Black Milk - Elif Shafak [107]
“Yes, I did,” I say. “Because I missed you very much.”
“Did you miss me, too, darling?” asks Blue Belle Bovary, blowing me a kiss with her cherry-red lips. “Even me?”
“Also you,” I say. “There is no ‘even’ about it. I missed all of you equally.”
“What do you mean?” says Blue Belle Bovary. “You never treated us equally.”
“You’re right. It was a mistake and I apologize to all of you. From now on, I’m not going to censure any of you, you will all have an equal say. We are a democracy now.”
“At long last,” says Dame Dervish with a genuine smile. “That’s what I wanted all along. That’s fantastic!”
For the first time in my life, I realize, I see them as One—inseparable pieces of the same whole. When one is out in the cold, they all shiver. When one is hurt, they all bleed. When one is happy and fulfilled, all benefit from her bliss.
When Milady Ambitious Chekhovian and Miss Highbrowed Cynic launched a coup d’état that long-ago night, it was because I wanted to suppress my maternal side. I wasn’t ready to meet Mama Rice Pudding. And the oath I took under the Brain Tree was because I was not at peace with my body.

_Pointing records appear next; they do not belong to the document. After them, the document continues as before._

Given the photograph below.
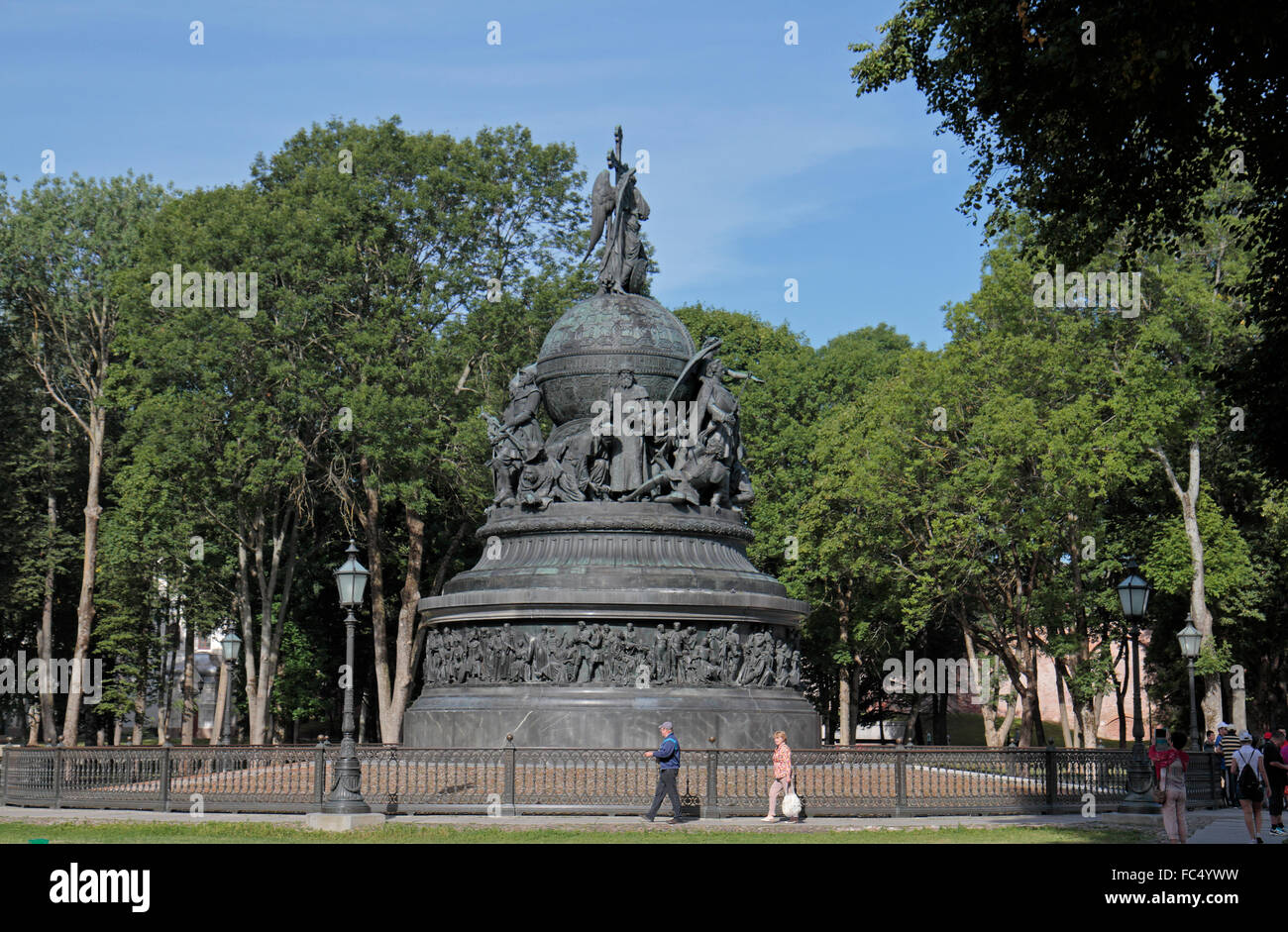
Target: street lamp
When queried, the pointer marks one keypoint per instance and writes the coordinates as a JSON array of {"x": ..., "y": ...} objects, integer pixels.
[
  {"x": 231, "y": 647},
  {"x": 346, "y": 797},
  {"x": 1192, "y": 643},
  {"x": 1133, "y": 595}
]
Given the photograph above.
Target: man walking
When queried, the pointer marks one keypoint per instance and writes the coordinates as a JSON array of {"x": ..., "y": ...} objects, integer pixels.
[
  {"x": 1276, "y": 776},
  {"x": 668, "y": 757},
  {"x": 1227, "y": 744}
]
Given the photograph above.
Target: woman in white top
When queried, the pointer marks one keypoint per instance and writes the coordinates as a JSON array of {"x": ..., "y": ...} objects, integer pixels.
[{"x": 1248, "y": 756}]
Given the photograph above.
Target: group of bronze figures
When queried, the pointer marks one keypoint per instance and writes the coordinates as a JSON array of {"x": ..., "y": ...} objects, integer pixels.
[
  {"x": 629, "y": 447},
  {"x": 613, "y": 656}
]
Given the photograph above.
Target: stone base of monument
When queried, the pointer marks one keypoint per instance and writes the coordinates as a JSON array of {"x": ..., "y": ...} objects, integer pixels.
[
  {"x": 574, "y": 608},
  {"x": 325, "y": 821},
  {"x": 589, "y": 716}
]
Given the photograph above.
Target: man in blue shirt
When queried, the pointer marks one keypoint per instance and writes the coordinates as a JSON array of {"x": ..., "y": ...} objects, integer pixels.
[{"x": 668, "y": 757}]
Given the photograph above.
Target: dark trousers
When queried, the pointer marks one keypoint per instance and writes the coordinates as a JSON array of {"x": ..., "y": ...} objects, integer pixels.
[{"x": 666, "y": 788}]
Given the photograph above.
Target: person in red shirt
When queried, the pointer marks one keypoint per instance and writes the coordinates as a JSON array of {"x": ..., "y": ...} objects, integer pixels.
[
  {"x": 1170, "y": 768},
  {"x": 782, "y": 774}
]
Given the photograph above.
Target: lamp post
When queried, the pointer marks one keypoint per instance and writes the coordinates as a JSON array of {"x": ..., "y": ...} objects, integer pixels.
[
  {"x": 346, "y": 797},
  {"x": 1192, "y": 641},
  {"x": 1133, "y": 596},
  {"x": 231, "y": 647}
]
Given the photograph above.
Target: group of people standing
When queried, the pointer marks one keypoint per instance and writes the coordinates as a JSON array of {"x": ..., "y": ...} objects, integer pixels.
[{"x": 1253, "y": 777}]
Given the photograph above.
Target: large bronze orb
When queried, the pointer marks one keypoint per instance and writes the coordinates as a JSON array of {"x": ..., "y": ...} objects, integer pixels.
[{"x": 600, "y": 336}]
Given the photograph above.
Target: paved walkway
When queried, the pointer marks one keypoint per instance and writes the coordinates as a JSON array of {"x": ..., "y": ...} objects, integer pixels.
[{"x": 1197, "y": 820}]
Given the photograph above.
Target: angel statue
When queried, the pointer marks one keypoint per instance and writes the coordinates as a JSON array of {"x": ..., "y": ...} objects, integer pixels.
[
  {"x": 621, "y": 206},
  {"x": 515, "y": 437}
]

I wasn’t open to Blue Belle Bovary. Mama Rice Pudding’s absolute monarchy during the pregnancy was a result of my belief that my other inner voices were not compatible with motherhood. At every turn, I would put one finger-woman on a pedestal at the expense of all the others.
I am all of them—with their faults and virtues, pluses and minuses, all their stories make up the book of me.
Hélène Cixous—scholar, essayist, literary critic, writer and one of the most original and critical voices of our times—says her text is written in white and black, in milk and night. Patriarchy, for her, does not exist outside the realm of aesthetics and poetics. She analyzes the Freudian approach that sees woman as “lack,” replacing it with “woman as excess.” She describes women’s writing by using metaphors of childbirth, breast-feeding and allusions to the female body. “It is important to define a feminine practice of writing, and this is an importance that will remain, for this practice will never be theorized, enclosed, encoded—which doesn’t mean that it doesn’t exist.”
For Cixous motherhood is a fulfilling experience, the most intense relationship that a human being has with another human being. Though she draws a line between the cultural and the biological, the latter is not insignificant for her. Female biology is an inspiration for her figurative way of writing. “I’m brimming over! My breasts are flowing. Milk. Ink. Nursing time. . . .” Cixous is a scholar who is both critical of and supportive toward women writers. She thinks instead of “undermining patriarchy from within,” many female authors have chosen to write like men, repeating the same codes and stereotypes. She advocates a new writing based on the libidinal economy of the feminine, an écriture féminine, that is critical of logocentrism and phallocentrism and operates outside and under these terrains, like underground tunnels made by moles.
There is no social change without linguistic change. Women need to break their silence. They need to write. “We should write as we dream,” she says.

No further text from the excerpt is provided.